The Indian government has issued alert warning citizens of the spread of a ransomware called Locky. The ransomware spreads via spam emails and 2.3 lakh infected messages are believed to have been sent by those behind the campaign.
The alert, issued on Cyber Swachhta Kendra, said it has been reported that a new wave of spam mails is circulating with common subject lines to spread variants of Locky Ransomware.
“Alert regarding spam spreading Locky ransomware issued today by @IndianCERT...,” Electronics and IT Additional Secretary Ajay Kumar tweeted.
Over 23 million infected e-mails filled with dangerous malware were sent in the space of just 24 hours this week to the US workforce on Monday (August 28).

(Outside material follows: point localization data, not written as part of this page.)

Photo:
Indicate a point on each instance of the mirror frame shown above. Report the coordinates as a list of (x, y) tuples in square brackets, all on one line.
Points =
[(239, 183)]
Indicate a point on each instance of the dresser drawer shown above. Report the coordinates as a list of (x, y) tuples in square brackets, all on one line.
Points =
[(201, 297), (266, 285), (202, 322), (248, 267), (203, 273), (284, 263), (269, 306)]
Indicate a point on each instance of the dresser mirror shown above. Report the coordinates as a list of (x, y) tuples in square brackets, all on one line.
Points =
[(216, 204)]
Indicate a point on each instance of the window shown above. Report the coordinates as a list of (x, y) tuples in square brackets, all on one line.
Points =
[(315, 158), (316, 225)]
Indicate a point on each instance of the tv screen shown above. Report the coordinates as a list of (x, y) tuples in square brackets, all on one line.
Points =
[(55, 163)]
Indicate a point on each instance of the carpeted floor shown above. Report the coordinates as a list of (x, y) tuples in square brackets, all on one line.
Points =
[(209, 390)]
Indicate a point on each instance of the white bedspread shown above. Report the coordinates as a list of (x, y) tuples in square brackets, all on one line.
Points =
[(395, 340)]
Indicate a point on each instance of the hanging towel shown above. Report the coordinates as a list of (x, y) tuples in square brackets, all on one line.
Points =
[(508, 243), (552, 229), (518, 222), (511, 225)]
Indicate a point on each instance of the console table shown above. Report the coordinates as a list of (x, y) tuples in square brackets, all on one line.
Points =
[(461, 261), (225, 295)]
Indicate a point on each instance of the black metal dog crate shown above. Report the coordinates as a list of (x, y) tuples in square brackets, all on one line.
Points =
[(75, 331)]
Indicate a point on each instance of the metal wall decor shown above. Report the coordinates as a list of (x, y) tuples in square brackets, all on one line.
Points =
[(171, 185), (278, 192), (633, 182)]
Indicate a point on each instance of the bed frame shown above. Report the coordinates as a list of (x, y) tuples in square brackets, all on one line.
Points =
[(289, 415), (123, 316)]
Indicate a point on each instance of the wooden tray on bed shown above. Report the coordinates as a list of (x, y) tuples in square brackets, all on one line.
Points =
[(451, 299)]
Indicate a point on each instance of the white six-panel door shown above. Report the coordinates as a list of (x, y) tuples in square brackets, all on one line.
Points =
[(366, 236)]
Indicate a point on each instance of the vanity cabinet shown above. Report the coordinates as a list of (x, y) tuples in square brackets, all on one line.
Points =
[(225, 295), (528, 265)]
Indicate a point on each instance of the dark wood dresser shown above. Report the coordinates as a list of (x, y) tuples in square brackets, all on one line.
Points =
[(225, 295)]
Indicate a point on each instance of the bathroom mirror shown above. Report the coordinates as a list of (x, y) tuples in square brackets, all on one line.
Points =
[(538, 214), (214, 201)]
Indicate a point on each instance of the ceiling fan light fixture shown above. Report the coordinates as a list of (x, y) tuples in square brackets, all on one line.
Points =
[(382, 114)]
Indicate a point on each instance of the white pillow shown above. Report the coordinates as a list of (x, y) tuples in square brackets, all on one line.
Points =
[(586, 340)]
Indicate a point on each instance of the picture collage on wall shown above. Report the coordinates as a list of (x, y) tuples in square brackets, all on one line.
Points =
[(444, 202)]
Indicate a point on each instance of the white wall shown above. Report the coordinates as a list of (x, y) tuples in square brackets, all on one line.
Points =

The e-mails have vague subjects such as “please print”, “photo”, “documents” and “images” among other titles. However, the subject texts may change in targeted spear phishing campaigns. The messages also come with a ZIP file attached to it, and if you see any such messages from a suspicious looking e-mail address do not click on it.
According to a report by US researchers, the malware payload was hidden in a zip file containing a Visual Basic Script (VBS) file, which once clicked, will download the latest version of Locky ransomware- the recently spotted Lukitus variant- and encrypts all the files on the infected computer.
The cybercriminals through this ransomware can lock you out of your computer and demand ransom for unlocking them. Ransomware is a malicious software and the Locky Ransomware is learnt to be demanding ransom of half bitcoin, which at present rate is equivalent to £1,862 or over Rs 1.5 lakh.
The ransomware was once considered almost defunct.
Researchers at US-based cybersecurity firm AppRiver, who discovered the new campaign touted it as “one of the largest malware campaigns in the latter half of 2017”.